What if I told you that the least important number about a deduplicating storage system was its deduplication ratio? Ok, there may be a little hyperbole in that statement, but it’s not far from the truth.

So, why isn’t the deduplication ratio important and what are these other important numbers?

The deduplication ratio isn’t so much unimportant as potentially wildly misleading, consider these scenarios:

1.     A backup system takes a full backup every single day. This system will have almost 100% correlation of data between backups, therefore will achieve dedupe ratios of 100s:1.

2.     A backup system takes a full every week and differentials between the full backups, with a four-week retention period. This system will have four full backups in retention at any one time which are substantially similar, then a series of backups which are substantially dissimilar. It is likely that a deduplication ratio in the region of 20-30:1 can be achieved with this configuration.

3.     Now consider a four-week retention period on a progressive incremental forever backup. There will be all the data to make up a single full backup image, with each day being an incremental change from the previous day. The upshot is that because the data is being carefully selected from the client, there is much less data as a candidate for deduplication, therefore deduplication ratios in the region of 3-5:1 can be expected, maybe a little higher.
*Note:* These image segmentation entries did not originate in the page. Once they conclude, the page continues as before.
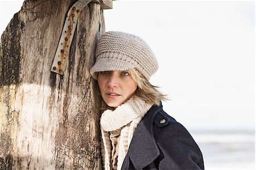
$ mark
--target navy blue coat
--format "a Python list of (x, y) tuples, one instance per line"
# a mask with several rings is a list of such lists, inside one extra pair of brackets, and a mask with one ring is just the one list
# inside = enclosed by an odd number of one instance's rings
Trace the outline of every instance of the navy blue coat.
[(153, 106), (134, 132), (122, 169), (204, 169), (202, 154), (188, 131)]

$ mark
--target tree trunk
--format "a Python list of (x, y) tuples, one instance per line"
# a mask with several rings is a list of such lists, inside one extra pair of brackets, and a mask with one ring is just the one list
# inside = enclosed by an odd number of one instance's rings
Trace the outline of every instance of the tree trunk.
[(1, 37), (1, 169), (101, 168), (101, 99), (89, 72), (105, 31), (100, 2), (81, 11), (63, 76), (50, 71), (76, 1), (25, 1)]

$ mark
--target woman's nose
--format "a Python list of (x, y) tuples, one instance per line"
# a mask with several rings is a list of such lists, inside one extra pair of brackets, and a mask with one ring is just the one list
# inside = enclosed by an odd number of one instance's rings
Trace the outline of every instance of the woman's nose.
[(110, 77), (108, 86), (110, 88), (117, 88), (119, 86), (118, 77), (114, 75), (114, 74), (112, 74)]

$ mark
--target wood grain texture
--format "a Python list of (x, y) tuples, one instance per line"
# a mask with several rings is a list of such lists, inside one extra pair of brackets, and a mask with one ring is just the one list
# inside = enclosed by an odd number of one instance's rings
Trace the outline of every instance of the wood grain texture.
[(64, 76), (49, 71), (75, 1), (25, 1), (1, 37), (1, 169), (101, 168), (101, 99), (89, 73), (105, 31), (99, 3), (81, 11)]

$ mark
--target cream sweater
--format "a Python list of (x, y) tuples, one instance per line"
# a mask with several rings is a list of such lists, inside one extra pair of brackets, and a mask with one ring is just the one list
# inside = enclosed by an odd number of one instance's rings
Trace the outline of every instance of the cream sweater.
[(101, 151), (105, 169), (112, 169), (113, 168), (110, 132), (121, 130), (117, 144), (117, 169), (119, 170), (122, 168), (136, 127), (152, 105), (134, 96), (114, 110), (106, 110), (103, 113), (100, 124), (103, 143)]

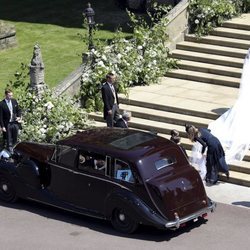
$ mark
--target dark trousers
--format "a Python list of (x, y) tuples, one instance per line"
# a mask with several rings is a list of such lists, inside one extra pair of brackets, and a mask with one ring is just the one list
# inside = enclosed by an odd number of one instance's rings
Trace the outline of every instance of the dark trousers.
[(17, 143), (19, 125), (16, 122), (10, 122), (7, 125), (6, 132), (3, 132), (4, 145), (7, 150), (12, 151), (13, 146)]
[(114, 122), (119, 119), (120, 111), (117, 104), (114, 104), (112, 107), (112, 114), (108, 114), (106, 117), (107, 127), (114, 127)]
In each scenario, the same data are backed up, however the selection criteria and the amount of data moved from the client are different. All this and we’re not even going in to the different types of data which can affect the dedupe ratios. However we can already see that the method by which the data are selected for backup is a major factor in the deduplication ratio that can be expected. It is therefore a good idea to take deduplication ratios with a pinch of salt, unless detailed test methodologies are provided.

Ok, so that’s dedupe ratios ruined, what about these other numbers you were on about?

There are many numbers to look at, power, cooling, ability to scale out indefinitely, licensing costs, TCO, but when it comes down to it, there is a single metric more important than anything:

Real-world restore speed.

How fast does the system restore? I’m not talking about going to a test centre and running a few trivial bandwidth tests for individual restores, how does it really go?

When you’re doing a restore of a rack of failed servers, when those servers were all doing their own deduplication processing and while the rest of the datacentre is still backing up. How fast does your system go then? What you’ve now got is a system which was happily backing up data, having hugely increased CPU, database and disk subsystem demand, due to re-hydrating the outgoing restore data in addition to actually moving it to the clients. This will inevitably have an impact on both backup and restore bandwidth, which may cripple the system. You need to be able to specify the performance of your system to match your worst-case scenario, not some just-about good enough to do the backups.